The Mediterranean-themed Élia Beach Club in the resort’s pool complex is one of the amenities opening for the first time during the weekend bash. The beach club brings rentable cabanas, live music and a relaxed, but invigorating vibe, according to Jason “JRoc” Craig, managing partner of the club.

At the beginning of each shift, employees take part in breathing-focused, vinyasa yoga to put them “in a space of calm” and help foster a relaxing environment, Craig said.

“Everybody has things going on in their life. Everybody needs probably a little health and wellness infusion,” he said. We all could.”

He said the thatched roofs, sandy beach pool and warm coastal decor invoke vibes of Mykonos.
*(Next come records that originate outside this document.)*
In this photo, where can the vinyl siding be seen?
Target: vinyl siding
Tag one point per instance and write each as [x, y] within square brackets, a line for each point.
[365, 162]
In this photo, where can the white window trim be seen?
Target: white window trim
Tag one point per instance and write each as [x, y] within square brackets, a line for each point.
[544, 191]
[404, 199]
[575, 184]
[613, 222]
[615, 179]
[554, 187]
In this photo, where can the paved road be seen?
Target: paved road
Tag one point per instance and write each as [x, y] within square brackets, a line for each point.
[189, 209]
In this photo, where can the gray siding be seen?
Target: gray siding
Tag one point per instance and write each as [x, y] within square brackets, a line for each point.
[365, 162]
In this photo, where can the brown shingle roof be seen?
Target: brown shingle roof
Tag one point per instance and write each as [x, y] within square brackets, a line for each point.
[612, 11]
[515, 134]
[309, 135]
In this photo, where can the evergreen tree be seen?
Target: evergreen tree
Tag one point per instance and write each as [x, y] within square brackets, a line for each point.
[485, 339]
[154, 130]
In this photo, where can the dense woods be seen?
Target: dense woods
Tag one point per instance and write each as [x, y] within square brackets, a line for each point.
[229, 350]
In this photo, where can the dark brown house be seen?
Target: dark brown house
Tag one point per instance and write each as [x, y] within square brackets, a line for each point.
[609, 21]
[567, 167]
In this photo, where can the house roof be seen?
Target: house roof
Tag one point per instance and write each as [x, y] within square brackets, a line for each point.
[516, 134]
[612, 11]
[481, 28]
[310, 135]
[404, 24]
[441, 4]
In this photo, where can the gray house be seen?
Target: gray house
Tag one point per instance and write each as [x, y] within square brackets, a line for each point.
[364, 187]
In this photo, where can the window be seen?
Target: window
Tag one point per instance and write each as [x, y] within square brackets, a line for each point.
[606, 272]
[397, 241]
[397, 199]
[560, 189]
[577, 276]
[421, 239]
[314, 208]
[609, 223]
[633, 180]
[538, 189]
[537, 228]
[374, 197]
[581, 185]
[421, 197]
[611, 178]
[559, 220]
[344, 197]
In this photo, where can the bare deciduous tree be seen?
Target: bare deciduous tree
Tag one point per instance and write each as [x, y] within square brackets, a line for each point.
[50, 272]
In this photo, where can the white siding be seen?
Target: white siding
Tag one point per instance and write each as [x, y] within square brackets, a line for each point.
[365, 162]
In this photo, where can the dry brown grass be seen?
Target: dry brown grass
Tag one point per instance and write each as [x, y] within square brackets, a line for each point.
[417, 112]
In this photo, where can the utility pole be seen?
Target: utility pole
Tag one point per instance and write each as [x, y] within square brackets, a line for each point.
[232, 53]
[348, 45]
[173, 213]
Employees at the club Thursday donned beige bikinis, white polos and colorful cabana shorts as they put the finishing touches on the property.

Guests are looking for an experience, Craig said, particularly as travel remains down from pre-pandemic days.
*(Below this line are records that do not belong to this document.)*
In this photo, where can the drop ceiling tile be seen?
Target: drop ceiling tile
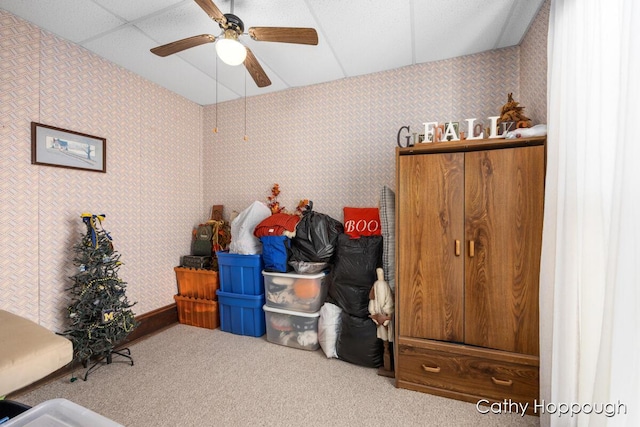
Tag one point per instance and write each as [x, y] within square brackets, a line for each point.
[185, 20]
[458, 27]
[170, 72]
[132, 10]
[70, 19]
[523, 13]
[367, 36]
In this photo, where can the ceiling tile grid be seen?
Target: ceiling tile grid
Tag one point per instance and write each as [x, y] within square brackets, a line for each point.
[355, 38]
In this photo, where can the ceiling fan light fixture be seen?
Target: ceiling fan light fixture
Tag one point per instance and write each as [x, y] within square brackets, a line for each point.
[230, 50]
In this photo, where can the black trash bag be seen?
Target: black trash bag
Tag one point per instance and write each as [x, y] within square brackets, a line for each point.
[358, 342]
[316, 235]
[354, 273]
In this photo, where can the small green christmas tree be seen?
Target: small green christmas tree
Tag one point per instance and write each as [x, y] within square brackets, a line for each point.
[100, 313]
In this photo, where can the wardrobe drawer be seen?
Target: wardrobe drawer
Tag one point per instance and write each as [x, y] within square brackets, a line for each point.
[476, 373]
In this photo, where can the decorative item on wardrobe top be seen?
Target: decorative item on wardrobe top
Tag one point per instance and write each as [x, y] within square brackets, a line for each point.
[511, 123]
[229, 49]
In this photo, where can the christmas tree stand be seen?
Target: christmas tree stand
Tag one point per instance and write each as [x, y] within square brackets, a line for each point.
[107, 360]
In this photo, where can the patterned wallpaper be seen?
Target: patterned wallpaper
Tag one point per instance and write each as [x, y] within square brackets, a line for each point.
[151, 193]
[333, 143]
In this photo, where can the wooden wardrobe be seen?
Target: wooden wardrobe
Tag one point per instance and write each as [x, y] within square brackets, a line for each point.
[469, 230]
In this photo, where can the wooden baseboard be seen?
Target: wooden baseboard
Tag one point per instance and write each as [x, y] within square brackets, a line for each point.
[150, 323]
[153, 322]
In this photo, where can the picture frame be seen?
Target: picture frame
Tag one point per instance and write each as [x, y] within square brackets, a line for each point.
[53, 146]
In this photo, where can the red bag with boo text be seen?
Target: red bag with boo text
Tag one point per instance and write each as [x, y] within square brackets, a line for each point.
[362, 222]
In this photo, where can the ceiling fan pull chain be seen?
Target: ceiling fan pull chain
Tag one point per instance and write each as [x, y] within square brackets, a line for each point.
[246, 137]
[215, 129]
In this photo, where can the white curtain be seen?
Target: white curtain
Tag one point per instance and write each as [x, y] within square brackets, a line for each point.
[590, 272]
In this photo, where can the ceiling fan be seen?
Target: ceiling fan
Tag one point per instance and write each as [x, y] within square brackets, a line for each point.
[229, 49]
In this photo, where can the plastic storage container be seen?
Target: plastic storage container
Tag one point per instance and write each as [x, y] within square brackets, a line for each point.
[240, 274]
[60, 412]
[197, 312]
[297, 292]
[196, 282]
[241, 314]
[292, 328]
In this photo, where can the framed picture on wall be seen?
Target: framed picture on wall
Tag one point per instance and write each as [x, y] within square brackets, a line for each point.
[52, 146]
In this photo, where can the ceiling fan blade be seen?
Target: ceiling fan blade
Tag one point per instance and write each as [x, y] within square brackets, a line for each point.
[255, 69]
[180, 45]
[213, 11]
[284, 35]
His goal, he said, is “to be able to bring some of that culture here to Las Vegas, and have people be able to come in and kind of have that feel.”

All but one of the property’s still-to-come food amenities will be running by the end of the weekend party, Bosworth said.
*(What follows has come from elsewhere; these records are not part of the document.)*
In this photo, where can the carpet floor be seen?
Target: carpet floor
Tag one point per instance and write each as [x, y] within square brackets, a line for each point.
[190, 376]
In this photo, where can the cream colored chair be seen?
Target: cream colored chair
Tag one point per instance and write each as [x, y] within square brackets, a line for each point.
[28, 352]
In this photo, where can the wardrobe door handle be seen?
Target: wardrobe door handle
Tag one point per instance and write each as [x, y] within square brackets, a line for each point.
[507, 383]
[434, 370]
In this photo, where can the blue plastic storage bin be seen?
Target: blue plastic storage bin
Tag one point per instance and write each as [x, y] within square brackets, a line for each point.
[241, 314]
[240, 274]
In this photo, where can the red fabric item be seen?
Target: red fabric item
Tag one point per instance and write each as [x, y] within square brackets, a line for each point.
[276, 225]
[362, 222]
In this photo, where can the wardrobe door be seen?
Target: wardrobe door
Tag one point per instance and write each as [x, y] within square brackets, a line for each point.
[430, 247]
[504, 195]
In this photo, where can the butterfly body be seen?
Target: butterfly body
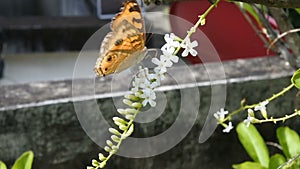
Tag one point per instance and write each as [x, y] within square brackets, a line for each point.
[124, 46]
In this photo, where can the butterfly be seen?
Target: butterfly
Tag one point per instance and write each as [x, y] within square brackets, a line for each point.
[124, 46]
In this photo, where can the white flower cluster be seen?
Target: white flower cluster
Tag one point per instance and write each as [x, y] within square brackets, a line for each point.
[220, 116]
[145, 83]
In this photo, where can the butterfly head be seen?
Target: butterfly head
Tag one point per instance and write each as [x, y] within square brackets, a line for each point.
[106, 65]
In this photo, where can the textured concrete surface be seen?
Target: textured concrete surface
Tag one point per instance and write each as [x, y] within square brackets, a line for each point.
[41, 117]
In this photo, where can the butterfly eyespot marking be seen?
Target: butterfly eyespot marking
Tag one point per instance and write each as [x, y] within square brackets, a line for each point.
[119, 42]
[109, 58]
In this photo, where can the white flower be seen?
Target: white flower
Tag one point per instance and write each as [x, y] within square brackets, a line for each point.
[161, 75]
[220, 115]
[171, 43]
[249, 118]
[148, 84]
[261, 106]
[228, 128]
[169, 58]
[149, 97]
[136, 84]
[188, 47]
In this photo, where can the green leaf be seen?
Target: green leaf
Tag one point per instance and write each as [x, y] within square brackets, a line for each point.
[296, 79]
[289, 141]
[253, 143]
[248, 165]
[24, 161]
[252, 12]
[276, 160]
[2, 165]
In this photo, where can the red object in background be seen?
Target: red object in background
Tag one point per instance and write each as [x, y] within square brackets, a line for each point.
[226, 27]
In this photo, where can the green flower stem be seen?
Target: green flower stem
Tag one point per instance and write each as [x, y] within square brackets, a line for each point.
[122, 137]
[198, 23]
[245, 107]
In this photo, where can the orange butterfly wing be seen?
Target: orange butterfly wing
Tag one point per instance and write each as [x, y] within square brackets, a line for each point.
[125, 45]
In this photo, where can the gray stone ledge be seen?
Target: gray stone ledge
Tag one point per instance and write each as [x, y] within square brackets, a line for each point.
[55, 92]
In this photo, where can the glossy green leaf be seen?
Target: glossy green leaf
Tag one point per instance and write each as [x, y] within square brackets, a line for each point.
[296, 79]
[251, 11]
[2, 165]
[253, 143]
[293, 163]
[24, 161]
[248, 165]
[276, 160]
[289, 141]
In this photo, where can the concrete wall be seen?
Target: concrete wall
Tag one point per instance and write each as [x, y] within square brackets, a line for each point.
[41, 117]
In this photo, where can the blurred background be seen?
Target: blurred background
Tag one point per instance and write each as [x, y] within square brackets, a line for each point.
[40, 39]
Sports, restaurant, betting and entertainment venue Money, Baby! will open Friday night and host a UFC viewing event on Saturday evening, he said.

Afters Ice Cream opened Thursday. Todd English’s Olives restaurant is expected to open toward the end of June.

The property’s sportsbook, operated by U.K.-based Betfred, isn’t expected to open until the fall “at the earliest,” a spokeswoman said.

Flo Rida and DJ Mix Master Mike will help Aguilera kick off the weekend party on Thursday. Sisolak is also expected to attend a media event prior to the party.

Executives had been waiting for COVID-19 social distancing and capacity restrictions to lift before holding a second, grander opening, Bosworth said.

“We wanted vibrancy. We wanted a party, and we wanted it to be safe,” he said last week. “And we felt it would have been irresponsible to have that level of a party when you had to have anywhere from 3- to 6-foot social distancing, or 75 percent capacity, or no dancing, or some of the very natural restrictions that were needed (to keep) our community healthy and safe.”

Initial opening

At the March event, the resort doors opened for the first time in what had been 415 days. The former Hard Rock Hotel debuted with a new owner, casino operator and look.

The public got its first glimpse of the property after a 40-minute opening ceremony in the hotel’s east porte-cochere that included appearances by a quartet of bagpipe players, a contingent from the Vegas Golden Knights Drumbot drumline and a red double-decker bus that had been cruising the resort corridor and was a part of Virgin’s pre-opening advertising campaign.

Costumed and painted performers strode the casino floor on massive stilts, posed as living statues at a heart sculpture in the lobby and danced near the restaurants.

Most of Virgin’s 1,600 employees are former Hard Rock workers, and in the casino, half the 600 slot machines on the casino floor are holdovers from the Hard Rock days and the other half are new additions to the property.

The off-Strip resort is part of Curio Collection by Hilton and intermixes a passion for food and beverage with music and culture with three hotel towers, the 60,000-square-foot casino, a five-acre desert pool oasis including a multi-functional event lawn, a live music and entertainment theater with 4,500 capacity and 24 Oxford, a showroom accommodating 650 guests.

The restaurant mix includes 12 food and beverage venues including Olives, Money, Baby!, Kris Yenbamroong’s Night + Market, Nobu, Michael and David Morton’s One Steakhouse, Kassi Beach House from restaurateur Nick Mathers and Casa Calavera by global hospitality company Hakkasan Group.

Other food outlets include Afters Ice Cream, Pizza Forte by the Ferraro Family and signature Virgin Hotels restaurants and bars including The Kitchen at Commons Club, The Bar at Commons Club, The Shag Room and Funny Library Coffee Shop.